Bad Day…

I had a bad day today where I did next to nothing and laid in bed most of the time. I am not sick but depressed; I am sleep deprived because I have really frustrating insomnia lately…all the stress is getting to me. Then to top it all off my husband is stressed out and in crisis mode because he has a huge inspection coming up at his job (he works in EMS). I had to try to talk him out of feeling so stressful–and I worry horribly because of his heart (he had a heart attack in August 2013) and family history of strokes; I was somewhat successful with this a couple of times but then he’d get worked up again and his blood pressure is up and he can’t sleep either. I was sleeping last night but then his insomnia woke me up and I couldn’t get back to sleep. UGH! We have been through too much since 2011. We need a break.
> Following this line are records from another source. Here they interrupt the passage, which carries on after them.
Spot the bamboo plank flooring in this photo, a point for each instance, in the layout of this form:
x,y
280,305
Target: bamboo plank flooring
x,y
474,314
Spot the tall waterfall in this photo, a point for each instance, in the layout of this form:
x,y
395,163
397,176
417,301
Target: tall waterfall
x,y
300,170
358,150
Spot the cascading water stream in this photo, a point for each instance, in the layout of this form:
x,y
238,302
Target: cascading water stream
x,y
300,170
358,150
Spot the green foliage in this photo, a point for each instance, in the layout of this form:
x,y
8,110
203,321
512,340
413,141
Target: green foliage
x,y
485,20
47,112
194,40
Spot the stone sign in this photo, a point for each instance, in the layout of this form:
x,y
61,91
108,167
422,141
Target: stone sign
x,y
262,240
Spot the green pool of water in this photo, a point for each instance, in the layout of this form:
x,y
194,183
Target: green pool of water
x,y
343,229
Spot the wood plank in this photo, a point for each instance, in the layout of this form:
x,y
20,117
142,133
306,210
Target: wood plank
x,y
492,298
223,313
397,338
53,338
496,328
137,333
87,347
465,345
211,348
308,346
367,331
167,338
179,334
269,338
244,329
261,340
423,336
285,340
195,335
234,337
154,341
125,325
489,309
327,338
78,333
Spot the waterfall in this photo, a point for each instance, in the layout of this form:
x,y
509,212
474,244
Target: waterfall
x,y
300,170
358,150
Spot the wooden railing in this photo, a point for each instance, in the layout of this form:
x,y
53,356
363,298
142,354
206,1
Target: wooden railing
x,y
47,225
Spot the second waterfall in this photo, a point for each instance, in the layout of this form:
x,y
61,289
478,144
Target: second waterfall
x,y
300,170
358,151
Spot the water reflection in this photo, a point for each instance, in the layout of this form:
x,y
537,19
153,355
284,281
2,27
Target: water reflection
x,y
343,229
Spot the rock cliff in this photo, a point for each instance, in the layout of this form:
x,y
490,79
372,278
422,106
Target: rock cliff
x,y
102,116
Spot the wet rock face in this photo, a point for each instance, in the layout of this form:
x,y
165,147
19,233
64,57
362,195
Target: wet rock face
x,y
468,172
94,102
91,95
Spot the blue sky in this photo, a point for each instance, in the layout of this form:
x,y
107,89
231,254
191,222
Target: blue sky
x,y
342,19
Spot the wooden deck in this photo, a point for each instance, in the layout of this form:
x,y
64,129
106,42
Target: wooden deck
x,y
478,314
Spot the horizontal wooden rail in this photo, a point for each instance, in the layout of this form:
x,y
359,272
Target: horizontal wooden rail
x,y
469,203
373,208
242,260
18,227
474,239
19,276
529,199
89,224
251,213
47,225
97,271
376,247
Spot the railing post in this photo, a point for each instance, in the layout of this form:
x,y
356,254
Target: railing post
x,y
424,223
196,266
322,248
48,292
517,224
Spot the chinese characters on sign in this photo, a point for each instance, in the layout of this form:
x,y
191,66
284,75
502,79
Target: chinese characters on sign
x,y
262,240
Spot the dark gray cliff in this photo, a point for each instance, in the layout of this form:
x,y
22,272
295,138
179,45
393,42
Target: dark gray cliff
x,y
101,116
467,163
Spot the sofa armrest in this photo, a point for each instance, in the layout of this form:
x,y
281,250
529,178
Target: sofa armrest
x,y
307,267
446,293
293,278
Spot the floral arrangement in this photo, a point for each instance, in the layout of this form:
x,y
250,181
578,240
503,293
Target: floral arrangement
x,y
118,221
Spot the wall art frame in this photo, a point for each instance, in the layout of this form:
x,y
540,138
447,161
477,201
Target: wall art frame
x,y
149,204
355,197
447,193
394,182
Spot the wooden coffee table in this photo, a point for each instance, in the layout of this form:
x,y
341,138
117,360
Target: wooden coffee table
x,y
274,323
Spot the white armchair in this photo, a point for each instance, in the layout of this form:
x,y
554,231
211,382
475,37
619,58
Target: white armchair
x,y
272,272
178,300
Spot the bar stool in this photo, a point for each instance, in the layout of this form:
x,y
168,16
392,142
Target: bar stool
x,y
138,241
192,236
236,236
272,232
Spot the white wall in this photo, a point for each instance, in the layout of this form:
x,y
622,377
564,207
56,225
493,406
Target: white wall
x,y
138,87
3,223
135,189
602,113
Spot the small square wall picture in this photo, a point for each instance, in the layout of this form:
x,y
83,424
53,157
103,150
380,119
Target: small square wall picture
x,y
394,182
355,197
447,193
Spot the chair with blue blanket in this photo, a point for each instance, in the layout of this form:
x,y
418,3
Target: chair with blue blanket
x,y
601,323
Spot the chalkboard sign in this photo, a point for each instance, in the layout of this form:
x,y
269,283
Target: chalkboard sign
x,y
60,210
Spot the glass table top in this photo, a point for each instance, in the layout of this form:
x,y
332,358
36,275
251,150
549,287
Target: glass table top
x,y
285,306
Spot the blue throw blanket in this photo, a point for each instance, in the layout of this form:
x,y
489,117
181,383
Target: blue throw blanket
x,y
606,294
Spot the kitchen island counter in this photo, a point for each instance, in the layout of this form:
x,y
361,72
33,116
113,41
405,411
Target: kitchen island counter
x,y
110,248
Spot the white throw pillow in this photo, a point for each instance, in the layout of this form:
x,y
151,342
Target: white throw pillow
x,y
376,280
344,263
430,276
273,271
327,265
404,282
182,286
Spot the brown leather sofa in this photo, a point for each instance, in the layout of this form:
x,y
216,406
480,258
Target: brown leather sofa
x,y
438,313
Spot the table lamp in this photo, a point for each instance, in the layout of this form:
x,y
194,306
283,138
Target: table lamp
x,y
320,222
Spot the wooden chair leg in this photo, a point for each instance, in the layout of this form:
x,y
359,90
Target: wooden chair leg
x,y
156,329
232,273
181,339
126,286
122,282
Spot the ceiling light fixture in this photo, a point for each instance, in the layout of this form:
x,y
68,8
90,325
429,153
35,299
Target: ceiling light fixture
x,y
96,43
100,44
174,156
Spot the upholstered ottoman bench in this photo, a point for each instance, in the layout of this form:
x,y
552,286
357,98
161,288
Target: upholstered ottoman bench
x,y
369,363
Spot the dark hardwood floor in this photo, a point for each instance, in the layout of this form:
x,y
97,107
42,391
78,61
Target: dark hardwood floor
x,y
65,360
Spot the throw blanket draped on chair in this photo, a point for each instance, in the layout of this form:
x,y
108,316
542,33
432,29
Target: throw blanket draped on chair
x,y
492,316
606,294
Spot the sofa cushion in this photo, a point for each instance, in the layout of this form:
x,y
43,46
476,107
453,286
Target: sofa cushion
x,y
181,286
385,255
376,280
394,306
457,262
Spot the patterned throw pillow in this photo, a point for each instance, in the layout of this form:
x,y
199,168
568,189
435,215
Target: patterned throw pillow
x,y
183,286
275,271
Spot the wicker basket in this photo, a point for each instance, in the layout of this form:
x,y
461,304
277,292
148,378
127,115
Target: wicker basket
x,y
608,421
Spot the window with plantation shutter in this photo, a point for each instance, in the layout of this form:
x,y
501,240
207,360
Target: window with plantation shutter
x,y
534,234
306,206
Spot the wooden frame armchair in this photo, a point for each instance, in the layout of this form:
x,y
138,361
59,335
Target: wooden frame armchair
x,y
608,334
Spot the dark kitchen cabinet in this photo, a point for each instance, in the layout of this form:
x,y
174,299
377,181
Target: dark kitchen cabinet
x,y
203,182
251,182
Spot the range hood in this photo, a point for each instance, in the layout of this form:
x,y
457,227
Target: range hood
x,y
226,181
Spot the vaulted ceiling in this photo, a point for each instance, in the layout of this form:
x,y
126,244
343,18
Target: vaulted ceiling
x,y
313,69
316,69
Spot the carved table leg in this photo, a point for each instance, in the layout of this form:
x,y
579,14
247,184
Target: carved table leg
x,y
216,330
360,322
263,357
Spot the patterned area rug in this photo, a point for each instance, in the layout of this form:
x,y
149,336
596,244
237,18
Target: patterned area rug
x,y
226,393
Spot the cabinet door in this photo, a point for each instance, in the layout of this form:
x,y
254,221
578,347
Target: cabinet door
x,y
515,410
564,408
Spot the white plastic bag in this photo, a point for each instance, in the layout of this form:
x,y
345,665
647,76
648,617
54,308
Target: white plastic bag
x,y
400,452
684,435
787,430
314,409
Also, I get depressed because I can’t help my husband that much right now. I can’t work a lot or make a lot of money right now. I wish I did so I could just tell him to quit his job. Then there is the constant drama with my nephews living with us.

Then my brother disappointed me once again. The deal is that I would take care of his children during the week and he would have them on the week-ends. Not only has money not been coming if for the boys, but the past 2 week-ends my brother has not shown up to get his kids. We got into it this week over him not being here– he does bank rehab work out-of-state and it is tough for him to be in Michigan at times, though his own lack of planning mucks him up too. Well all that and pure selfishness. Most times he only wants his kids when it is convenient for him. I could not get the foster care workers to see this even though they had first hand experience with my brother and all his drama and excuses. Well we got into it, he said he’d be here this week-end to take his boys but somehow he thought he leave for New York on a Thursday and be back on a Friday evening or Saturday morning…um NO! This time his van broke down. I really don’t know what to believe any more because he has (had) 2 vans and a car but he ALWAYS has some kind of vehicle problem and has no problems about lying to cover his ass and to be able to do what he wants to do. He always cries, “My bad luck!” But I see a lot of forethought and planning on his part, plus just plain old lying… I am just sick of all of the drama all the time. His bad luck should not rain down on me. Me and my husband need a break and I really think my brother should make other arrangements. Of course my parents aren’t much help– they are up north– and Nicole’s mother rarely helps (it is always something with her too). Though I had my dad lined up to come down this Saturday but my brother promised he’s be here so I didn’t have daddy come down. UGH! I feel like I am constantly being taken advantage of…and then my brother tries to appease me with promises of big money (in the future), a job at his company (really, do I need more drama?), and stand-by airline tickets he can get. All I want is to be able to rely on him to take his boys on the week-ends and for him to make sure the money I need to care for the boys and pay my bills is available to me.

All this got the better of me today. I stayed in bed…got up periodically to yell at the kids when they were getting out of hand…ordered pizza for linner (lunch/dinner)…and then finally got a few hours of sleep. Not I feel like I need to get something done so I got a load of laundry going and made the kids pick up their messes.

Insomnia sucks, being depressed sucks, being constantly let down sucks. I hope things get better soon. There is only so much that is within my control. I know that if my brother doesn’t get his act together I am going to tell him he needs to find somebody else to take care of the boys. Let him have to pay a nanny and then he’ll see how it is. I know no one else would put up with his shit and the pittance he wants to pay for the care of his kids.